The rate of the H-D exchange of the peptide NH atoms of the isolated alpha and beta subunits of human Hb were studied at the pH range 5.5-9.0 and 20 degrees C by the IR spectroscopy. The factor retardation of the exchange rate of subunits -P in the range -10(2)-10(7). In comparison with tetramer Hb the probability of local fluctuations (1/P) is increased to a slightly greater extent for the monomeric alpha subunits then for the tetramer beta subunits. Unlike Hb oxygenation of subunits does not influence on the probability of the local fluctuations and subunits have no the pH-dependent change of the value 1/P observable for the ligand Hb.
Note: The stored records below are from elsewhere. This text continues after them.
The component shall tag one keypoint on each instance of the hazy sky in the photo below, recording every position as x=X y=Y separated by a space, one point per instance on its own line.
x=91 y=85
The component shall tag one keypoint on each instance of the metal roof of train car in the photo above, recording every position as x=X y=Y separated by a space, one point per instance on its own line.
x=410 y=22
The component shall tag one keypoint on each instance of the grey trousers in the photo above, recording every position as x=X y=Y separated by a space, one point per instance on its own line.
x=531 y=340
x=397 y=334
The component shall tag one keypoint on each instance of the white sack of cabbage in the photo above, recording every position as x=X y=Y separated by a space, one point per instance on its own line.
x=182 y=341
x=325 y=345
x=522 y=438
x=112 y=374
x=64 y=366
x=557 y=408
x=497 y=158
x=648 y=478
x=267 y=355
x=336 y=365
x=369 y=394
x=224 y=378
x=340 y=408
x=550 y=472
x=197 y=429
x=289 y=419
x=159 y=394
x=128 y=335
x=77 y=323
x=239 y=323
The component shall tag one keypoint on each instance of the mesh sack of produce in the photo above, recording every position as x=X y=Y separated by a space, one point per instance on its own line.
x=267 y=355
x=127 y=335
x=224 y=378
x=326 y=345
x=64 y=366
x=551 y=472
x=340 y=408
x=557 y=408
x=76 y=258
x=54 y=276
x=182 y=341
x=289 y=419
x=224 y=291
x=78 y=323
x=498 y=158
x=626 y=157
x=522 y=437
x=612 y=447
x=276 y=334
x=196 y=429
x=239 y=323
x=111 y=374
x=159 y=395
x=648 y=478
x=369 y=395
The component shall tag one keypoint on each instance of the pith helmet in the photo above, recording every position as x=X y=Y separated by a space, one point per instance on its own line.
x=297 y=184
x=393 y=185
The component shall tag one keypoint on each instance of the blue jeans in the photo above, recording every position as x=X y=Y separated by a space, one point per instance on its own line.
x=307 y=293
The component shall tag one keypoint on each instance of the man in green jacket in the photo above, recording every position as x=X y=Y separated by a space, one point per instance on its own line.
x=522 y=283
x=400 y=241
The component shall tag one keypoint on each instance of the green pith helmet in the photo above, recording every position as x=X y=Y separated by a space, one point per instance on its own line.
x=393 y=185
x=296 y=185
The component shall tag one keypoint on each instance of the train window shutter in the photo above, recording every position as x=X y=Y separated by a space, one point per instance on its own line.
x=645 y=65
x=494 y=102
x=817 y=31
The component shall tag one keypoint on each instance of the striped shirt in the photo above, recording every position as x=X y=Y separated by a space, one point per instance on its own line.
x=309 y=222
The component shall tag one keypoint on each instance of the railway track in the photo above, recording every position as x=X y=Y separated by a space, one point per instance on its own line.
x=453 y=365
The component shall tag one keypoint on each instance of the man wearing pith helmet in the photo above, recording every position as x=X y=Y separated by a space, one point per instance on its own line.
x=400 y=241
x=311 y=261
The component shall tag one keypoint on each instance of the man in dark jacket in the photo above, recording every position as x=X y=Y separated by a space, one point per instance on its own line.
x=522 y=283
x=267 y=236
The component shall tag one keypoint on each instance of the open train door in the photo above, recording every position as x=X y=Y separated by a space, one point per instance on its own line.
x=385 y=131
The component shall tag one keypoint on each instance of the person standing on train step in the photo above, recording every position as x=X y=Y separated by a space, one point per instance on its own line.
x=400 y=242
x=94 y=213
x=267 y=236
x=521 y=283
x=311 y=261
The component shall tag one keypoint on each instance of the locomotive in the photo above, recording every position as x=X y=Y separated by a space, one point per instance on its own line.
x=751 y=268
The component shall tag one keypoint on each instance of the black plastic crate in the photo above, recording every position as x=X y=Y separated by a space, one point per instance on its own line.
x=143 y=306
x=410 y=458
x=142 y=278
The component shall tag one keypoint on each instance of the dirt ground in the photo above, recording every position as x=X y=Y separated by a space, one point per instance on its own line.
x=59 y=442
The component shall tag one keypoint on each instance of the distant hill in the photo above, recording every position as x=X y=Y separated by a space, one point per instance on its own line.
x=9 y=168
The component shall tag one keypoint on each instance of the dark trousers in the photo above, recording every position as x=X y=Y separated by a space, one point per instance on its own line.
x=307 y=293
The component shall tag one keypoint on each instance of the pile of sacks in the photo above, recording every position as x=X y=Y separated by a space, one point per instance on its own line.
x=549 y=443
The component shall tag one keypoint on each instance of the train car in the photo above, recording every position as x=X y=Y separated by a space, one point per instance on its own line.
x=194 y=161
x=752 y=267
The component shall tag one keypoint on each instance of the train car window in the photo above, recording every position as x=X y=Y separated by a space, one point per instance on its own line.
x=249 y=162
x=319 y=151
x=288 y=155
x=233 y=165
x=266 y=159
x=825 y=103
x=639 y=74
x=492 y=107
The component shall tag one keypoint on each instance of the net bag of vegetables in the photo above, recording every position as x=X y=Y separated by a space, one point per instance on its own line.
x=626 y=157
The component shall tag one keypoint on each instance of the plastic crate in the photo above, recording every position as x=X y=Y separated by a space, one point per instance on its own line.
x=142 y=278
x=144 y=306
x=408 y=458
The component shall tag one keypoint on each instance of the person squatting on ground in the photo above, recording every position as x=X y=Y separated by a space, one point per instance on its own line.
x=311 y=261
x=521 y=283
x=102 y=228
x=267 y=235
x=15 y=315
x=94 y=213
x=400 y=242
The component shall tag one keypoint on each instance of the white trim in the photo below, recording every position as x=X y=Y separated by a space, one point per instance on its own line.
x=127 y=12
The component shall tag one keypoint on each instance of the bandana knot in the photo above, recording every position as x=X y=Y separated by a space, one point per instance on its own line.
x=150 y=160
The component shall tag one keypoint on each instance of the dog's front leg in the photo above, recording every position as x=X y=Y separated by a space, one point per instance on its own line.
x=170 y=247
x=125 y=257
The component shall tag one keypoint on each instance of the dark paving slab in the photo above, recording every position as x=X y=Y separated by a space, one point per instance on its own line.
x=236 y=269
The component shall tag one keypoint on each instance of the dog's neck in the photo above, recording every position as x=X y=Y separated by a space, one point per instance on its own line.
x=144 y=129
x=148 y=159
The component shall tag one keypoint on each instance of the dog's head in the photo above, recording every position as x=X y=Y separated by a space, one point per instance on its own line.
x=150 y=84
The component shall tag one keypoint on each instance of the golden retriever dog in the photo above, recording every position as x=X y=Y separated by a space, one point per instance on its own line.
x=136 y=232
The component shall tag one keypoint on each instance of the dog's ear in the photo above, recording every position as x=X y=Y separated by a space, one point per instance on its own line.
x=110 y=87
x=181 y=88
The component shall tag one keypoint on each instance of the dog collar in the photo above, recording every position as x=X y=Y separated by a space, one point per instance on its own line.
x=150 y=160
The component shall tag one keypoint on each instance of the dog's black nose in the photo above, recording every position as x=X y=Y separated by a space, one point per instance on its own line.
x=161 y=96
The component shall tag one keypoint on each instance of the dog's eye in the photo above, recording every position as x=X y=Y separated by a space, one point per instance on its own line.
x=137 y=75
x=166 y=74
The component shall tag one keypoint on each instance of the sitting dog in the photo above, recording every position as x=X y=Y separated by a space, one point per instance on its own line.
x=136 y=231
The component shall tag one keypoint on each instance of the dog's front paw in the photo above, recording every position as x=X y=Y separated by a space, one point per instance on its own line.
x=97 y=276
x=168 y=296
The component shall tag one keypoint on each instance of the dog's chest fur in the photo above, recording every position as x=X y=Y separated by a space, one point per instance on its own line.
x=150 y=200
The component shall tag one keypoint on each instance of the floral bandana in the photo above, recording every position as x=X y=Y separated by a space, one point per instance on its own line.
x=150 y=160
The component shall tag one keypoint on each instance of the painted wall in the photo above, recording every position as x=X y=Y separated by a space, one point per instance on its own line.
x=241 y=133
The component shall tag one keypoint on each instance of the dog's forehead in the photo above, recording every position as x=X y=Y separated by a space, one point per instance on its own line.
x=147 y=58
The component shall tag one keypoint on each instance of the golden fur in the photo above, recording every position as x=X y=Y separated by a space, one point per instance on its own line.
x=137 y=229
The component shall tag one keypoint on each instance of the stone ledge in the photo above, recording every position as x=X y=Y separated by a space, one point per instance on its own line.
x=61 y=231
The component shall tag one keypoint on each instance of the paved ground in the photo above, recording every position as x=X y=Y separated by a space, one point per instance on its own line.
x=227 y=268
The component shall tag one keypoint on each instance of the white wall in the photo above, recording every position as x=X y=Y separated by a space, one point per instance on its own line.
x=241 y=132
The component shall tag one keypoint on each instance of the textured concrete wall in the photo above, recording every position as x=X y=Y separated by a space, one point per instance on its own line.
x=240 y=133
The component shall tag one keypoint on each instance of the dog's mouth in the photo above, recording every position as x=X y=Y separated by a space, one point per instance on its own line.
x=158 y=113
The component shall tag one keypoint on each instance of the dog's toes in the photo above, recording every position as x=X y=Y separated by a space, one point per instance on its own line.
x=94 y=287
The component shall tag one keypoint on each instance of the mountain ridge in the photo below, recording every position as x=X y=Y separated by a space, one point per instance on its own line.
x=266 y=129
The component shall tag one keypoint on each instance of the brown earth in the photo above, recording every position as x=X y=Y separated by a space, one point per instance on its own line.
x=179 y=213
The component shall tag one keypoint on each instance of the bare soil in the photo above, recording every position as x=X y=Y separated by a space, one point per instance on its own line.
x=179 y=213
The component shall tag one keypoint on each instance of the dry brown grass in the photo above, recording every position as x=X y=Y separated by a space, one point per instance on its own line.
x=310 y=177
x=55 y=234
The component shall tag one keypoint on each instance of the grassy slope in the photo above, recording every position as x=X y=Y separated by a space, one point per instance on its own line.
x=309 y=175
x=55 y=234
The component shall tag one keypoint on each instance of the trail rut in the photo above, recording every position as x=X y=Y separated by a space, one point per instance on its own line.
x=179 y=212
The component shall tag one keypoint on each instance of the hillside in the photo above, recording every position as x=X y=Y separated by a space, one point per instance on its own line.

The possible mechanisms of the overall intensification of the local fluctuations upon the splitting of the Hb tetrameric contacts between subunits are discussed with the inviting of the structural crystallographic data.
通过红外光谱研究了在5.5 - 9.0的pH范围和20℃下,人血红蛋白分离的α和β亚基的肽NH原子的H-D交换速率。亚基 -P的交换速率的阻滞因子在-10(2)-10(7)范围内。与四聚体血红蛋白相比,单体α亚基的局部波动概率(1/P)的增加幅度略大于四聚体β亚基。与血红蛋白不同,亚基的氧合不影响局部波动的概率,并且亚基没有配体血红蛋白可观察到的1/P值的pH依赖性变化。结合结构晶体学数据讨论了亚基间血红蛋白四聚体接触分裂后局部波动总体增强的可能机制。